The United States Army has provided a fund for research on the skin of the mako shark to help build faster aircraft. Mako sharks, considered as the world’s fastest sharks or the ‘cheetahs of ocean’ have millions of tiny raised scales along their fins and sides believed to be the reason for their lightning speed according to the researchers of the University of Alabama.
The shortfin mako’s scales are flexible, translucent, and shaped like tiny shark teeth. Their scales are contoured, giving a smooth skin from nose to tail, but its opposite side is rough. According to The Independent, Dr. Amy Lang, an aeronautical engineer, led the research presented at a meeting of the American Physical Society Meeting in Boston. When a mako shark is swimming and the water flow changes, its scales rise automatically.
“It’s entirely passive and happens in about 0.2 milliseconds,” Lang said. Lang and her fellow researchers discovered that flow separation (supplementary drag and pressure in the water) was significantly reduced by the scales and the most adaptable scales were identified in the areas with most flow separation.

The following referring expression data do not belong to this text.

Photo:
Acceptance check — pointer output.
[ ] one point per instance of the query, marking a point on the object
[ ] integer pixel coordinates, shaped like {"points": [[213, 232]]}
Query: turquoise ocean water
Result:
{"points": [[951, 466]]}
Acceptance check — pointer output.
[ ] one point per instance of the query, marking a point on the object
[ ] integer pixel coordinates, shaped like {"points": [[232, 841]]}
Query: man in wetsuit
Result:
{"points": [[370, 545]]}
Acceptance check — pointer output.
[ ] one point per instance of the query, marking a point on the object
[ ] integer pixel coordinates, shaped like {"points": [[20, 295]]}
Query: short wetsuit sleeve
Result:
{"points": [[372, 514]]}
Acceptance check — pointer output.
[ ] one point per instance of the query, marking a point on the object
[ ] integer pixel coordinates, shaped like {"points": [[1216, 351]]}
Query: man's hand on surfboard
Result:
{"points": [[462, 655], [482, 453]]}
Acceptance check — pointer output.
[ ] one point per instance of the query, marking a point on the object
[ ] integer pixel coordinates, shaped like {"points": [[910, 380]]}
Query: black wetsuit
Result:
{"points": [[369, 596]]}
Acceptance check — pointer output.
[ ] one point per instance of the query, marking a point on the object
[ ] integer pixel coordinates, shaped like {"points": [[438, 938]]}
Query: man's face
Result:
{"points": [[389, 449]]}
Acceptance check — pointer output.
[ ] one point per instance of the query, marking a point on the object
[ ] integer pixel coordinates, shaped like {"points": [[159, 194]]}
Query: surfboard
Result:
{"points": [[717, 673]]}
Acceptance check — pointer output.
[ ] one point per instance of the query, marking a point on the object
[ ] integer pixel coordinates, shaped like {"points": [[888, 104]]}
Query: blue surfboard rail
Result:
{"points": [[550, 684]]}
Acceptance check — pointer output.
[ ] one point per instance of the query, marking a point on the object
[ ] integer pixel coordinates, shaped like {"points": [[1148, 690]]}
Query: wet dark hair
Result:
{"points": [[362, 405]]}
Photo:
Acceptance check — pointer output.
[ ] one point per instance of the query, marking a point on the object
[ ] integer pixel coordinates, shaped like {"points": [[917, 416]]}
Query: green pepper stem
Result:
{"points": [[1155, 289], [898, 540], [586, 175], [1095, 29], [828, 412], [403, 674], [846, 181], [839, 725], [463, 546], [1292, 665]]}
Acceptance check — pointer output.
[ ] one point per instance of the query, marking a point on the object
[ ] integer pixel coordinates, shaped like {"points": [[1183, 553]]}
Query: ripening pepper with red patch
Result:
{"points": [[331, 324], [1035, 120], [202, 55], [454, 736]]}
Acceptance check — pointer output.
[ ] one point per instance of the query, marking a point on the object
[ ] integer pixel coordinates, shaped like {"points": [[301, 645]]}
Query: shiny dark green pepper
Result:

Although the additional drag from flow separation is a challenge in the air, it can be moderated. Lang used the dimples on a golf ball as an example of separation control that weakens the pressure by keeping attached flow around the ball.
“You can hit a golf ball with dimples 30 percent farther than if the same ball were smooth,” she added. Lang and her colleagues’ research, also funded by Boeing could affect the efficiency and agility of aircraft and helicopters. The group of researchers conducted water tunnel experiments with the use of real mako shark skin samples. They found out the mako’s scales work well both in the air and in water.